The most common theme in the proposed bill is an increase in taxes for both people and businesses. However, even though businesses are taxed, normally it is rolled on to (Passed on to) the person who will eventually pay for the service at the end i.e. you and I. When we go to supermarkets and check the receipts, we often see two prices on some goods i.e. the actual cost of the item we have bought and the amount that goes to the government in the form of Value Added Tax (aka VAT). However, there are some goods that are currently not taxed such as the famous bread that is a staple breakfast meal in some homes.

I often hear a statement that was once said that the only two sure things on earth are death and taxes. Taxation is a common theme in all countries. However, the structure may be different. For example, in developed countries such as America, not only do they pay taxes to the federal government (which could be compared to the Kenyan National Government) but also different states (much like our counties here) have their own taxes that their residents pay.

According to Statista.com, Kenya collected tax revenue that was worth Ksh 1.89 trillion by the fiscal year 2022/2023  and the main sources of the tax revenue were income tax which includes PAYE (Pay as You Earn), Import duty (tax collected on items imported and some that are exported in the country), excise duty (taxes that are imposed on goods that are manufactured) and Value Added Tax (VAT). By December last year, the same source states that they collected around Ksh 1 trillion. 

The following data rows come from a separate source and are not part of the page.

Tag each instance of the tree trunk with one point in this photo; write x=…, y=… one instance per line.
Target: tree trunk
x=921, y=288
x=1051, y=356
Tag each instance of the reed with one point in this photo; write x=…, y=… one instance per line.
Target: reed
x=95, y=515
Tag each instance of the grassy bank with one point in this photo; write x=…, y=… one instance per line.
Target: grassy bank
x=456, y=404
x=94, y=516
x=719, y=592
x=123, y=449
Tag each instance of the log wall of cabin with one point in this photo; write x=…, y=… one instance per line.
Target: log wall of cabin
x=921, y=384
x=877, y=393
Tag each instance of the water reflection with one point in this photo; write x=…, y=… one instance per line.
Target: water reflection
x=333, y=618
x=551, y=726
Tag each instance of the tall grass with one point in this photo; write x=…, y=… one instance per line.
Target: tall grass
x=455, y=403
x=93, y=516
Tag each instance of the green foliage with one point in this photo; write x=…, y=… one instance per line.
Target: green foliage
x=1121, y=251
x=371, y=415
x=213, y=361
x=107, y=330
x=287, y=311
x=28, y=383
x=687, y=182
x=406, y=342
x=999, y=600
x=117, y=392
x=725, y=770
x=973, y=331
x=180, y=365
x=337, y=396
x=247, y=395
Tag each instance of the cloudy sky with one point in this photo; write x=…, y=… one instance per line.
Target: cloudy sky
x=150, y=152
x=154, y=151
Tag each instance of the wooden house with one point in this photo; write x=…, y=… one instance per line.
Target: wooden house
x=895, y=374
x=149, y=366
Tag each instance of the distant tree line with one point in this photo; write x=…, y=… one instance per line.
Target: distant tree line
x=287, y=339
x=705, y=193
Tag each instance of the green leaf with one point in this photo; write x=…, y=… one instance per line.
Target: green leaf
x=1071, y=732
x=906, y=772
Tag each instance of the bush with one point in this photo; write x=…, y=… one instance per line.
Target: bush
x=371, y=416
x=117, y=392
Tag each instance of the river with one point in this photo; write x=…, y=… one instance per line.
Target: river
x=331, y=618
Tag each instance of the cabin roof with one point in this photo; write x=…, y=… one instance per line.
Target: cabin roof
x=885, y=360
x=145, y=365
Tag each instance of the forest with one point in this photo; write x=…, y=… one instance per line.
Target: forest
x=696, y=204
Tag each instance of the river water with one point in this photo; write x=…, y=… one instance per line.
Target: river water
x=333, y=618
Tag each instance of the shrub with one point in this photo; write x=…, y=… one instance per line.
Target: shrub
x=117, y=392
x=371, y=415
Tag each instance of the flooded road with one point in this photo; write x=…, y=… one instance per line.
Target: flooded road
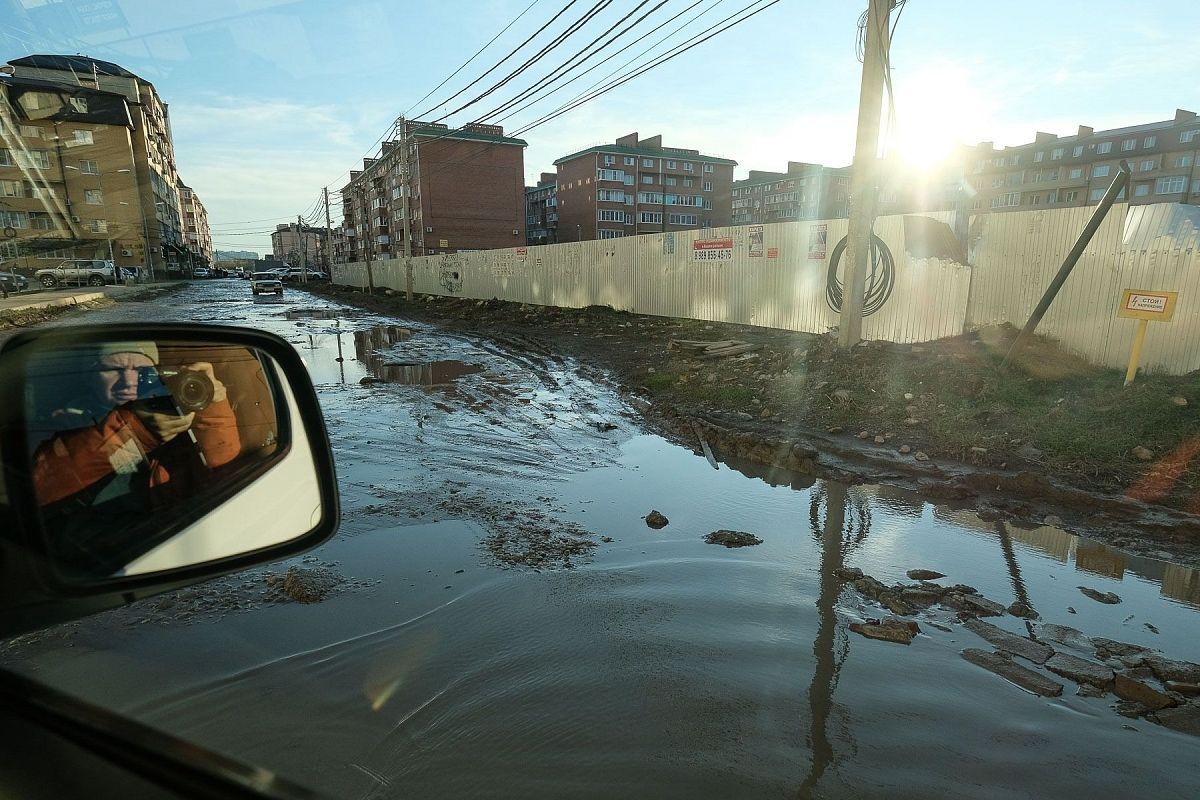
x=509, y=625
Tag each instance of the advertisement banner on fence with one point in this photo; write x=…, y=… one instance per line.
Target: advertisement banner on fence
x=755, y=241
x=712, y=250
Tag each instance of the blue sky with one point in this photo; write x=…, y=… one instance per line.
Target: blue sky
x=271, y=100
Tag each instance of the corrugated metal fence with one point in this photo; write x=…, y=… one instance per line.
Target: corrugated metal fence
x=777, y=276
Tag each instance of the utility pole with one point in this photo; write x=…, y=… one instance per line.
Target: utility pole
x=329, y=238
x=864, y=181
x=300, y=239
x=405, y=204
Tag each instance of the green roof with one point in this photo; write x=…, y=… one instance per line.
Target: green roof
x=471, y=136
x=658, y=152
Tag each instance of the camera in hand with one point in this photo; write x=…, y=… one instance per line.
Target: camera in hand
x=186, y=390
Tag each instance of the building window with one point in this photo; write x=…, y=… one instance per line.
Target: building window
x=12, y=220
x=1170, y=185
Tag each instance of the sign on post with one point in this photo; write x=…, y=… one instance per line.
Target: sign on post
x=1144, y=305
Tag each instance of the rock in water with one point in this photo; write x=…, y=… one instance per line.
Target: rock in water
x=655, y=519
x=732, y=539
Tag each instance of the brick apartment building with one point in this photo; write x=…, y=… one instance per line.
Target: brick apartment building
x=289, y=240
x=466, y=188
x=636, y=186
x=1057, y=172
x=541, y=211
x=89, y=164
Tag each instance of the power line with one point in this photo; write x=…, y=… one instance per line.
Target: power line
x=497, y=65
x=574, y=28
x=467, y=62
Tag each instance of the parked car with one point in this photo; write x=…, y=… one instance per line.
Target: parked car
x=13, y=282
x=265, y=283
x=95, y=272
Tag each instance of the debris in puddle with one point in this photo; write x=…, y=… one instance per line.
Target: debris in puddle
x=732, y=539
x=924, y=575
x=1011, y=671
x=655, y=519
x=1107, y=597
x=888, y=630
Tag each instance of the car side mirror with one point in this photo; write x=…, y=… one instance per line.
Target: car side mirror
x=139, y=458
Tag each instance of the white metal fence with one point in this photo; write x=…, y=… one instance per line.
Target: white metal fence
x=777, y=276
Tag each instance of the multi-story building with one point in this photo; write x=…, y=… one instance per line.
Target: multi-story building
x=291, y=240
x=636, y=186
x=804, y=192
x=1055, y=172
x=466, y=190
x=197, y=235
x=541, y=211
x=94, y=150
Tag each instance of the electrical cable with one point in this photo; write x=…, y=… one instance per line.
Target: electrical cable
x=574, y=28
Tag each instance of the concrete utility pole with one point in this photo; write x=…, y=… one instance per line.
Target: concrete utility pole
x=864, y=181
x=405, y=204
x=300, y=239
x=329, y=235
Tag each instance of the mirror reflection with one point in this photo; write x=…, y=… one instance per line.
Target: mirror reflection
x=131, y=441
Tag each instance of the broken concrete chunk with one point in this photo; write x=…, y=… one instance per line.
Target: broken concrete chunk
x=732, y=539
x=1185, y=719
x=1128, y=689
x=889, y=630
x=655, y=519
x=1002, y=639
x=1169, y=669
x=1081, y=671
x=1013, y=672
x=924, y=575
x=1107, y=597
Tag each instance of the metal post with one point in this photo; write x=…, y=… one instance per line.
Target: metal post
x=863, y=179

Taxes can either be direct where individuals have to pay the government e.g. Pay As You Earn, customs duty when importing items such as cars etc. Taxes can be indirect where the government places the responsibility of a particular tax being paid by an individual or group e.g. a Company. The individual or the company will then transfer the burden of paying it to the consumer who will buy the product in the end e.g. VAT. In the case of bread, if the bill passes through and bread is no longer exempted from VAT, the bread-making companies will be required to pay 16% of the price of bread to the government. However, as most businesses do, businesses will not bear this burden but it is the everyday Kenyan who will bear the burden of the tax as the bread price will be raised to accommodate the tax.

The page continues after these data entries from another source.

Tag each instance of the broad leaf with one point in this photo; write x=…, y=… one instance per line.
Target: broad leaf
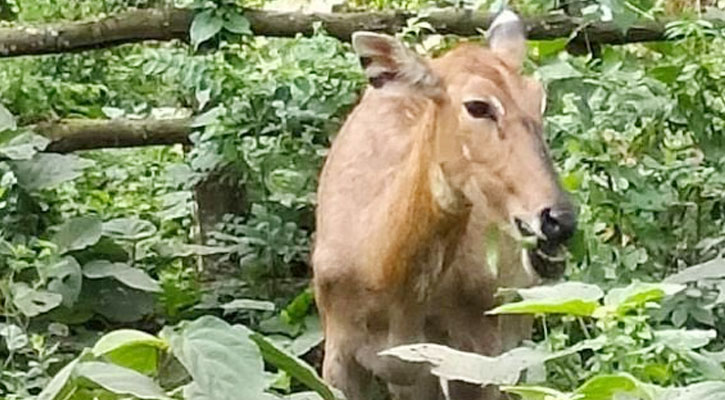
x=46, y=170
x=78, y=233
x=573, y=298
x=217, y=356
x=638, y=294
x=297, y=368
x=131, y=349
x=33, y=302
x=129, y=276
x=536, y=393
x=247, y=304
x=120, y=380
x=66, y=279
x=129, y=228
x=59, y=382
x=205, y=25
x=125, y=337
x=605, y=387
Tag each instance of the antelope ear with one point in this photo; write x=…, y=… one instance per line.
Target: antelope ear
x=507, y=37
x=387, y=60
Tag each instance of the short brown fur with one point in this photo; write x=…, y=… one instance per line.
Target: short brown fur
x=408, y=193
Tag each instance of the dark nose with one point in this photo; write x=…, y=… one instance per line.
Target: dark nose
x=558, y=224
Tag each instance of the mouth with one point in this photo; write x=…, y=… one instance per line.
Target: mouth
x=544, y=256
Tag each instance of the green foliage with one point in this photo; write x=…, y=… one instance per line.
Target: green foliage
x=203, y=358
x=99, y=240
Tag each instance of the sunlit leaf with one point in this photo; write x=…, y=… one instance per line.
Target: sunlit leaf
x=572, y=298
x=216, y=355
x=129, y=276
x=120, y=380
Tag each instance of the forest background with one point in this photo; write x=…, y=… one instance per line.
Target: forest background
x=158, y=162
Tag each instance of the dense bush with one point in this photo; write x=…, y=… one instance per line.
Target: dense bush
x=103, y=290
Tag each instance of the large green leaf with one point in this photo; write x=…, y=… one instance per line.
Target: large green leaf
x=130, y=348
x=605, y=387
x=297, y=368
x=59, y=384
x=223, y=361
x=638, y=294
x=78, y=233
x=46, y=170
x=573, y=298
x=537, y=393
x=66, y=279
x=205, y=25
x=129, y=228
x=120, y=380
x=33, y=302
x=129, y=276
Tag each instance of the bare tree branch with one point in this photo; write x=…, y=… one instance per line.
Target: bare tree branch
x=86, y=134
x=168, y=24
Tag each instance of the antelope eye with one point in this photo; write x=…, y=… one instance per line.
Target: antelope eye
x=481, y=109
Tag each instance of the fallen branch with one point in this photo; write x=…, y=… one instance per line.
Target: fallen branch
x=86, y=134
x=167, y=24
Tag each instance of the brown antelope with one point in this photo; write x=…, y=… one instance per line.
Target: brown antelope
x=436, y=154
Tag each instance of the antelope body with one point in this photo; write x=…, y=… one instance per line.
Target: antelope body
x=436, y=154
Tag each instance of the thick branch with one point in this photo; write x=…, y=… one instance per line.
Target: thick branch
x=167, y=24
x=86, y=134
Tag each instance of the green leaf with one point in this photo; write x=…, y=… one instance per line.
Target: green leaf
x=536, y=393
x=66, y=279
x=123, y=338
x=46, y=170
x=129, y=276
x=120, y=380
x=573, y=298
x=638, y=294
x=236, y=23
x=247, y=304
x=59, y=382
x=205, y=25
x=129, y=229
x=33, y=302
x=297, y=368
x=217, y=355
x=7, y=120
x=78, y=233
x=605, y=387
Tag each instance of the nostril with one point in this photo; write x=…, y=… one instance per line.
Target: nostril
x=557, y=225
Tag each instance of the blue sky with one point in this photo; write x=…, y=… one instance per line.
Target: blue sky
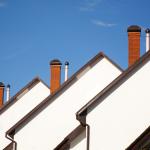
x=33, y=32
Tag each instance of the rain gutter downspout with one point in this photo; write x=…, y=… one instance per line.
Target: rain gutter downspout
x=12, y=140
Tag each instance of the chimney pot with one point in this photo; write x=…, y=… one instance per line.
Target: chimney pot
x=66, y=70
x=2, y=86
x=134, y=32
x=147, y=31
x=8, y=92
x=55, y=72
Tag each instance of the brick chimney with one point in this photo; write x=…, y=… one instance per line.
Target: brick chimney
x=134, y=32
x=1, y=93
x=55, y=71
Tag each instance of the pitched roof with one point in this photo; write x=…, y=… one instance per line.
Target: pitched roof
x=142, y=141
x=111, y=87
x=62, y=88
x=19, y=94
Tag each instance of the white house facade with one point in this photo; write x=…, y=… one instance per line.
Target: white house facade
x=54, y=118
x=19, y=105
x=118, y=115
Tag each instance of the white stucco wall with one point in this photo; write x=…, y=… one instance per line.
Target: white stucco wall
x=19, y=109
x=123, y=115
x=56, y=121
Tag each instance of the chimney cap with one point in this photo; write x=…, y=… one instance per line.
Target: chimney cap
x=147, y=30
x=2, y=84
x=134, y=28
x=55, y=62
x=66, y=63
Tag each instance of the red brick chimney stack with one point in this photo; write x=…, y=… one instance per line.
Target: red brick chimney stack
x=2, y=86
x=55, y=72
x=134, y=32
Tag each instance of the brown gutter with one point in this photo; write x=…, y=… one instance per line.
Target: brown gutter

Taxes are one of the ways government raises revenue or income and there are benefits to it as follows:

1.       Better Infrastructure

One of the benefits of taxes is actually seeing the money going towards building roads, railways, health care facilities, schools and the necessary equipment they need as well as other public facilities that the citizens need. Businesses in the process can benefit from built infrastructure as it is easier to transport their goods and distribute them to the right market on time.

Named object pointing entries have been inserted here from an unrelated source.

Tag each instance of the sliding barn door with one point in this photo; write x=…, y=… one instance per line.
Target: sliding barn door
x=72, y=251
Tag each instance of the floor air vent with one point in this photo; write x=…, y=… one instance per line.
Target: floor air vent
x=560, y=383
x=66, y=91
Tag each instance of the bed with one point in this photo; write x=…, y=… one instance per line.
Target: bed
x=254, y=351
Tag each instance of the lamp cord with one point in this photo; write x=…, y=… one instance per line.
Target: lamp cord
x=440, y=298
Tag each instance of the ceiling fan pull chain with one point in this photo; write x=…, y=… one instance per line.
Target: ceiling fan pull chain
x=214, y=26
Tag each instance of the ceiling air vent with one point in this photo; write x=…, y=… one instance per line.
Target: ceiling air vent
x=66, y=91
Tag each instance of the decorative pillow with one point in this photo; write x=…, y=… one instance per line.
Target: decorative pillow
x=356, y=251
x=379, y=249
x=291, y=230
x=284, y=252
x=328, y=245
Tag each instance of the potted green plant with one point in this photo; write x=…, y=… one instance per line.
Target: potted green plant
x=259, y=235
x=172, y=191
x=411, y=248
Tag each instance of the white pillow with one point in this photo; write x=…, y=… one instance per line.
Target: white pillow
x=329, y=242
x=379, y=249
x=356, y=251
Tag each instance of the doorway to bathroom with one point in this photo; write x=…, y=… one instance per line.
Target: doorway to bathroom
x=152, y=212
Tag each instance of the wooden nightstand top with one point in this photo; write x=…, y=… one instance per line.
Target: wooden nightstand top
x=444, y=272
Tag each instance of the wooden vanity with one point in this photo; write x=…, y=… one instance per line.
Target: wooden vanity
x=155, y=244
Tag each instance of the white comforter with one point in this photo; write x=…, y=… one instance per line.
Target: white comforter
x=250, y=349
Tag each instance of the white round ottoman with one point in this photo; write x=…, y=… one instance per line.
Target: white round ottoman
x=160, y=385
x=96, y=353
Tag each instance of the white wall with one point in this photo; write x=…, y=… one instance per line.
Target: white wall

2.       Payment of Public Servants

I believe we all know of a person whose parents worked as civil servants or maybe it is you that we are talking about. These taxes help with the payment of salaries of civil servants, members of parliament, police officers as well as many others. It is often said in the business world that cash is king as it is the bloodline of a business. Without cash, it is a challenge to run the day-to-day activities in an organisation. This is the same for the government. They too need the finances to be able to run all the activities needed to be done including paying wages to its workers.

3.       Discourage Use of Certain Products

In the case of products that are thought to be harmful, morally suspicious and/or could be costly to society, there is a tax that arises known as the ‘sin tax’. Such activities are often believed to bring negative consequences to society. In Kenya, such as alcohol, betting, and cigarettes, the government often raises taxes so as to discourage one from participating in these activities.

4.  Protection of Local Industries

In some cases, the government may choose to impose high taxes on items being imported as a way to ensure that local businesses are able to sell cheaper quality products that are favoured by the everyday consumer first as compared to imported products. The income the local businesses receive will help them expand and grow creating more job opportunities for the Kenyan citizen.  

Final Thoughts

Taxation is important in any country and if well designed can be a powerful positive force that can benefit That community. However, I do believe there needs to be a balance of ensuring there is enough tax going around and avoiding the pit of taxation which can lead to further discouraging the taxpayers from performing their duty faithfully. Some may opt to evade taxes which is illegal and the consequences once found are dire. However, we need transparency, integrity and accountability from the Kenyan government to ensure that the taxpayers’ money is achieving that which it was set to do. This will encourage the everyday Kenyan taxpayer to faithfully pay their dues and that includes us millennials and Gen Zs.